Daily around the country, thousands of people arrive at court not only without a lawyer to represent them but without an understanding of where to go, what to do, or what will happen while they are there. People are particularly likely to appear without attorney representation, or as “self-represented litigants,” in evictions, family and domestic matters, and debt collection cases.

The American Bar Foundation and the National Center for State Courts have released the first product from a joint evaluation research project investigating “roles beyond lawyers.” Funded by the Public Welfare Foundation, the project investigates a key emerging strategy for responding to the access to justice crisis: a growing number of experiments involving new roles for individuals who are now authorized to provide certain specific services traditionally supplied only by lawyers. Such initiatives provide a range of services to litigants appearing without attorneys, sometimes called “self-represented litigants,” from information to moral support to legal advice. This first report presents initial versions of conceptual frameworks for understanding and evaluating the effectiveness and sustainability of these programs.

The paper has presented two frameworks for understanding the functioning and impacts of roles beyond lawyers: new roles for individuals who are now authorized to provide certain specific services traditionally supplied only by lawyers.
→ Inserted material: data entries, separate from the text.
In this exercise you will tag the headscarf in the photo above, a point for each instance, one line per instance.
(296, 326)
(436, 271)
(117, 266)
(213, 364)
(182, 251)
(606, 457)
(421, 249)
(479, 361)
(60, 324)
In the United States today, access to justice experiences a renaissance (Albiston and Sandefur 2013). The developments appear in many arenas. For example, the US Department of Justice now hosts an Access to Justice Initiative, founded in 2010 to “help the justice system efficiently deliver outcomes that are fair and accessible to all, irrespective of wealth and status” (Department of Justice 2015). The National Science Foundation, a principal federal funder of basic science research, released a “Dear Colleague” letter calling specifically for research proposals investigating fundamental questions in the study of civil justice (National Science Foundation 2013). The Legal Services Corporation, the central federal funder of civil legal aid for the indigent, has announced a goal of “100% Access”: the provision of “some form of effective assistance to 100 percent of persons otherwise unable to afford an attorney for dealing with essential civil legal needs” (Sandman 2014). Key to this vision is services provided through a wide range of means in addition to those from traditional full-service attorneys.

These high-level developments are paralleled on the ground. Courts, bar associations, legal aid providers, and law school clinics experiment with new services and models of service delivery. Some of these leverage available information technologies (e.g., Legal Services Corporation 2013), while others employ new ways of using human resources, including the work of nonlawyers (Chambliss 2014; Crossland and Littlewood 2014; Zorza and Udell 2013). Complementing providers’ activity, a new stream of empirical research investigates it, producing basic science as well as knowledge relevant for policy and practice. A growing body of studies includes comparative metrics for justice system performance, such as the World Justice Project (Botero and Ponce 2011) and the US-focused Justice Index (National Center for Access to Justice 2014; see generally, Davis et al. 2012); randomized controlled trials of the impact of legal information, advice and advocacy (Greiner and Pattanayak 2012; Greiner, Pattanayak and Hennessy 2013; Seron et al. 2001); observational studies of legal services production and delivery both in the US and in international perspective (e.g., Barendrecht et al. 2012; Nielsen and Albiston 2006; Sandefur 2009; Steinberg 2011); and, meta-analysis, or systematic synthesis of research literature (Sandefur 2015). A central element of this movement is the mutually enriching engagement of research and practice. In that spirit, the authors present these preliminary frameworks for understanding established and emerging Roles Beyond Lawyers, and invite comment from members of the scholarly, practice and policy communities.